1. Should the code changes for the forwarder be handled in a separate PR?

2. Just for awareness, I was on vacation working on stuff out of self interest. I'm back to my day-to-day stuff so I'll be likely committing time over weekends when I can to give back.

[guillaumerose]

I took a look at podman code and they are not using the unix protocol so I think we are fine with this PR right now.
@n1hility should I merge? Any thoughts?

[n1hility]

I took a look at podman code and they are not using the unix protocol so I think we are fine with this PR right now.
@n1hility should I merge? Any thoughts?

IMO the only loose ends are the ssh reconnect and availability looping. An example outcome of the former is that If the ssh connection times out the port will have to be removed and re-added to resolve the issue.

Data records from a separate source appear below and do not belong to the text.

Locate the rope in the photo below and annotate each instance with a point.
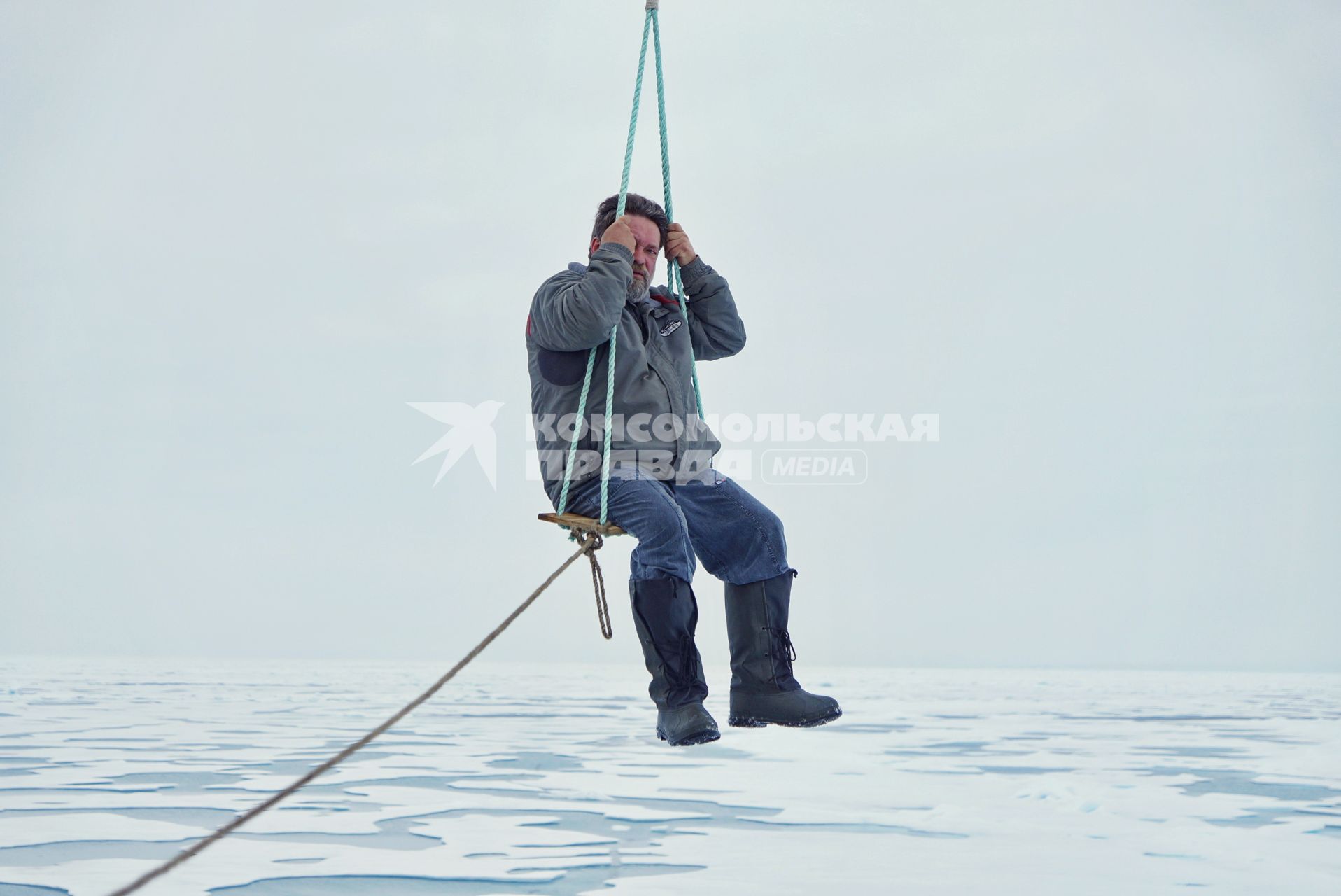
(672, 265)
(609, 377)
(588, 544)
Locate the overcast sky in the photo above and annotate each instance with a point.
(1099, 240)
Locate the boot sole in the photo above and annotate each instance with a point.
(754, 722)
(701, 736)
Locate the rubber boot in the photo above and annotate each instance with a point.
(666, 615)
(764, 690)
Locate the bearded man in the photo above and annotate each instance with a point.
(663, 489)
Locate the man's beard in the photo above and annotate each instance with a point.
(638, 290)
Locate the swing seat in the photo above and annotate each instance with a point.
(573, 521)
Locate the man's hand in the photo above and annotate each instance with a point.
(679, 247)
(620, 232)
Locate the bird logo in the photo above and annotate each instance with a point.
(471, 428)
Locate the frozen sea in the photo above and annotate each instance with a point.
(550, 780)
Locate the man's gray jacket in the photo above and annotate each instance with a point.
(654, 412)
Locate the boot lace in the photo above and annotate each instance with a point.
(787, 654)
(688, 662)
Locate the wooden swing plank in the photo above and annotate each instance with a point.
(581, 522)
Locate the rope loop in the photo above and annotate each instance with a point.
(589, 542)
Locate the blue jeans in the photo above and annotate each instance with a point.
(738, 538)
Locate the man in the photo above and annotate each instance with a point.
(663, 489)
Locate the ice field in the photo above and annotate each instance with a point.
(550, 780)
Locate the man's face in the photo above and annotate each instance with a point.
(644, 255)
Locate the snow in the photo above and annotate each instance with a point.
(552, 780)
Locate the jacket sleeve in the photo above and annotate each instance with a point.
(573, 312)
(715, 329)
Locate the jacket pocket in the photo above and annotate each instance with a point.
(562, 368)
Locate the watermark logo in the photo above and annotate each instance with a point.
(814, 465)
(471, 430)
(777, 448)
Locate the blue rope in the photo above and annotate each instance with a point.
(672, 265)
(654, 24)
(609, 384)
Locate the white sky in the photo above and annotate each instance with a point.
(1100, 240)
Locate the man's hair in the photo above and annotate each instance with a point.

Some slight adaptation in the sshclient package would enable the existing logic here to be reused (basically just introducing a simpler dial variant of the AcceptAndTunnel routine).

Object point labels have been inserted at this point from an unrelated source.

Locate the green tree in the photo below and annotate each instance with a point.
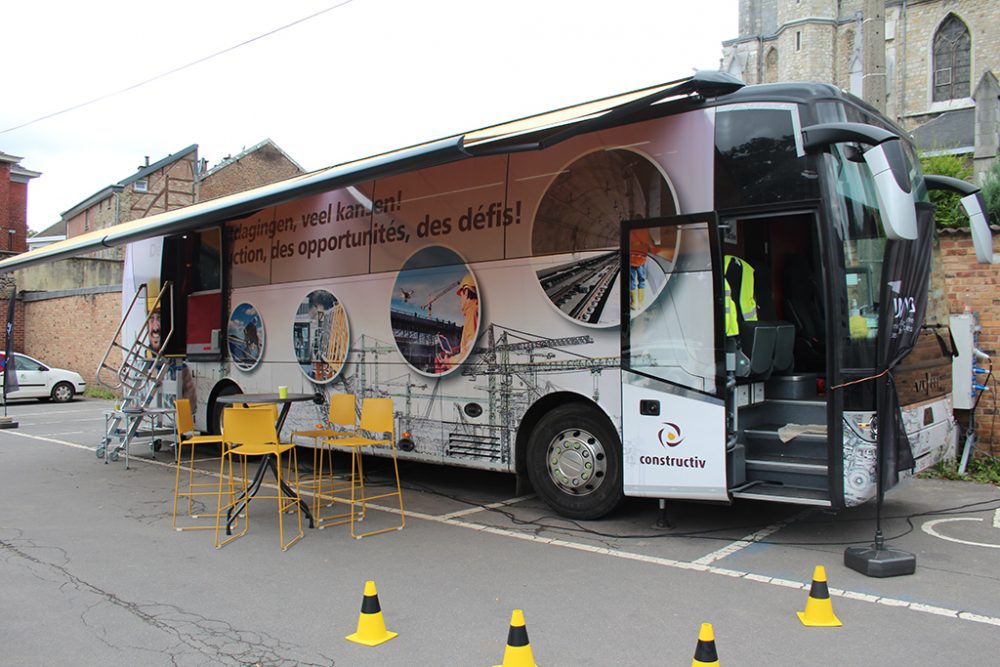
(948, 212)
(991, 192)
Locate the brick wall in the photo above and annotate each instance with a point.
(18, 325)
(260, 167)
(71, 332)
(977, 286)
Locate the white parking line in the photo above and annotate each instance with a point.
(483, 508)
(642, 558)
(738, 545)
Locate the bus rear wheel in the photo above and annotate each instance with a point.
(574, 462)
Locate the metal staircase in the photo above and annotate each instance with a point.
(139, 376)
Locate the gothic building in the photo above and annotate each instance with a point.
(930, 65)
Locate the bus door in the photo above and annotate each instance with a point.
(673, 359)
(193, 262)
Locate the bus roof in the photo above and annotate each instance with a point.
(531, 133)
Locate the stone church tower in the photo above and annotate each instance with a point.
(931, 65)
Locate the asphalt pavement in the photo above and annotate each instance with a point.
(94, 574)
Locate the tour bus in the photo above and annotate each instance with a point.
(676, 293)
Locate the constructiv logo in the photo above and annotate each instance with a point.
(670, 435)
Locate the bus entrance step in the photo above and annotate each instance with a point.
(795, 495)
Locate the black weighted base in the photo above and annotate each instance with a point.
(874, 561)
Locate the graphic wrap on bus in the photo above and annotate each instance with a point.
(532, 238)
(497, 298)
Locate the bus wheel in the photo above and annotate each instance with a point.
(574, 462)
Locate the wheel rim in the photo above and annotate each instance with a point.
(576, 462)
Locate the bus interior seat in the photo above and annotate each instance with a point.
(756, 342)
(804, 308)
(765, 344)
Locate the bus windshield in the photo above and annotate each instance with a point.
(859, 227)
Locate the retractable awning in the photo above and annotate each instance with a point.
(532, 133)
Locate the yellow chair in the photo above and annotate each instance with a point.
(376, 419)
(188, 437)
(251, 433)
(343, 422)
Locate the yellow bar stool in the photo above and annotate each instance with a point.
(252, 433)
(376, 419)
(342, 422)
(188, 438)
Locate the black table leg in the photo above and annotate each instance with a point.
(267, 462)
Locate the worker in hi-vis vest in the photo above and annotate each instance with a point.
(640, 246)
(736, 270)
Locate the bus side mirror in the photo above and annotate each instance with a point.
(975, 207)
(887, 163)
(982, 238)
(892, 189)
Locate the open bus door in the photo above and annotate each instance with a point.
(674, 384)
(193, 262)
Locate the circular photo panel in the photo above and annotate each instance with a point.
(321, 336)
(246, 337)
(575, 233)
(435, 311)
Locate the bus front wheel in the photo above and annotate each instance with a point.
(574, 462)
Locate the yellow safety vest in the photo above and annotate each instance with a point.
(748, 305)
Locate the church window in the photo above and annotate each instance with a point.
(952, 60)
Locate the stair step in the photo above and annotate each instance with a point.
(799, 464)
(784, 494)
(771, 431)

If you are swamped @protosam I could suggest a small patch on top of this PR to add those bits.

Up to you @guillaumerose if you would rather merge and follow-up

[guillaumerose]

If there is no emergency, let's wait for the small patch. 👍

@baude I already merged part of the feature set: unix to tcp forwarding. Is it enough for you right now? Do you need this PR also?

[ghost]

@n1hility I haven't caught up enough to circle back to this and adjacent efforts yet. Right now my belief is that that reconnect will passively happen with how it's written, but if I'm wrong, someone would need to show me the flaw in what I wrote.

Feel free to make suggestions or changes. It looks like the most important part of this PR was added in by @guillaumerose .

[praveenkumar]

I tested this PR with crc on mac ( unix socket expose part) and it works without any issue, I even stop the instance and started it again even restart the sshd daemon to try to see if reconnect happen seamlessly and it does.

Testing notes:

✗ curl --unix-socket ~/.crc/crc-http.sock http:/unix/network/services/forwarder/expose -X POST -d '{"protocol":"unix","local":"/tmp/docker.sock","remote":"ssh-tunnel://192.168.127.2//var/run/docker.sock?user=core&key=/Users/prkumar/.crc/machines/crc/id_ecdsa"}'
✗ curl --unix-socket ~/.crc/crc-http.sock http:/unix/network/services/forwarder/all | jq .
[
  {
    "local": "/tmp/docker.sock",
    "remote": "ssh-tunnel://192.168.127.2//var/run/docker.sock?user=core&key=/Users/prkumar/.crc/machines/crc/id_ecdsa",
    "protocol": "unix"
  },
  {
    "local": "127.0.0.1:2222",
    "remote": "192.168.127.2:22",
    "protocol": "tcp"
  },
  {
    "local": "127.0.0.1:9090",
    "remote": "192.168.127.2:9090",
    "protocol": "tcp"
  }
]
➜  ~ export DOCKER_HOST=unix:///tmp/docker.sock
➜  ~ docker images
REPOSITORY                        TAG                                        IMAGE ID       CREATED        SIZE
quay.io/crcont/gvisor-tap-vsock   3231aba53905468c22e394493a0debc1a6cc6392   f42b05e6b25e   5 months ago   6.65MB

[rhatdan]

@guillaumerose Is there still stuff blocking this PR?

[guillaumerose]

Let's merge this if it helps crc. We can still open follow-up PRs after.